Tuesday, January 20, 2015
They're a pain to make. I know because I've made them once or twice. So most years I just leave them to my mom. We know that when we arrive for Christmas, we'll find a few on the dessert tray. And when I say a few, I mean a few. Because my mom is very stingy with her peanut butter balls. She's allowed to be since she's done all of that work. Since retirement, my dad is her self-proclaimed (or forced?) co-laborer so together, they are afforded the luxury of carefully rationing the peanut butter balls. A few for Christmas day, a few to take out to my brother's house in Indiana, and very secretly, a few to send home with me.
I've come to think of the latter as mine and mine alone. I guess it's a right of inheritance? Or maybe a privilege for the one who daily labors to feed her children and who too often has to listen to complaints or pleas for substitutions to the day's menu. Yes, this, above all, demands that there be some type of compensation from children to mother. And since no one asked me what I wanted as compensation, I made the decision independent of general consensus.
Taking into account the rare but altogether possible view that I should not be the sole beneficiary of the peanut butter balls sent to our home, certain precautions needed to be taken. As we were taking leave on Christmas day, my mom pulled the precious container out of the freezer. We exchanged a knowing look and all I had to say was, "Veggie Meatballs" and she instinctively knew what I meant. With a few strokes of her Sharpie marker, the deed was done and the peanut butter balls hoarding tradition was passed down from mother to daughter. And the Veggie Mt. Balls label stared up at me every time I reached into the deep freeze because I didn't even need to bury it under lots of veggies. Just as it did every time one of my children reached into that same deep freeze. Only I'm sure they didn't see it with the same delight as I.

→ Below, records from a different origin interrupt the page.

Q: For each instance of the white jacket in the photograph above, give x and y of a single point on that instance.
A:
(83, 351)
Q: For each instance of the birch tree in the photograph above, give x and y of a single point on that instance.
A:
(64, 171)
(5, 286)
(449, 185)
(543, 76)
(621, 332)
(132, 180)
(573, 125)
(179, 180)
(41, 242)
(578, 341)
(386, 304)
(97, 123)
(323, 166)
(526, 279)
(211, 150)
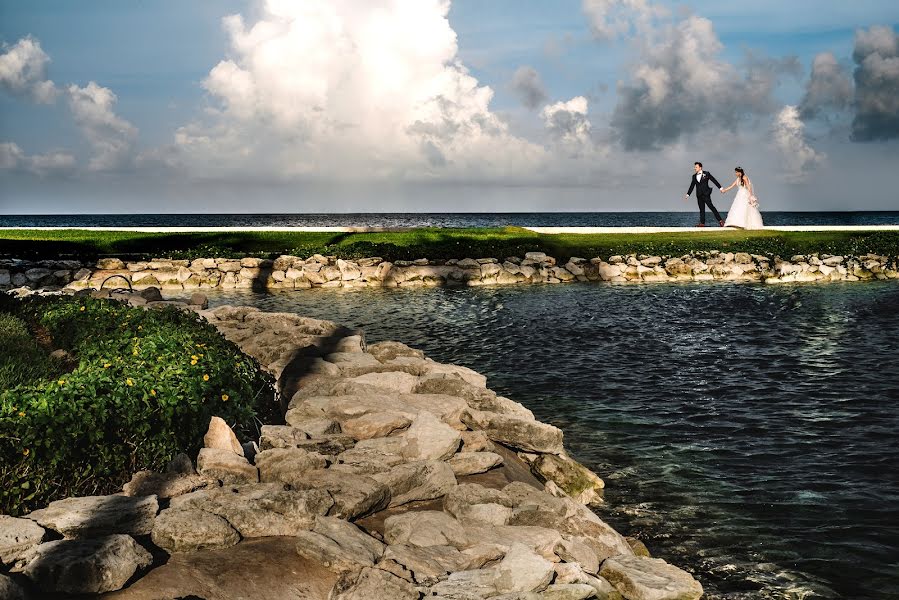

And if you're wondering, No, I felt absolutely no guilt as I rationed and solitarily enjoyed my daily dose of peanut butter mixed with that secret ingredient and covered in chocolate. Well, I may have felt a teeny tiny bit of conscience so as the supply dwindled to near-zero, I did share one with each family member who was home today, confidently telling them that they could no longer say that I had never done anything for them.
As if that isn't enough to make me Mother-of-the-Year, I then promised to sacrifice and subject myself to the pain of making them a batch of peanut butter balls. Because I'm awesome like that.
Do you think they'll find the ice cream I've hidden in there?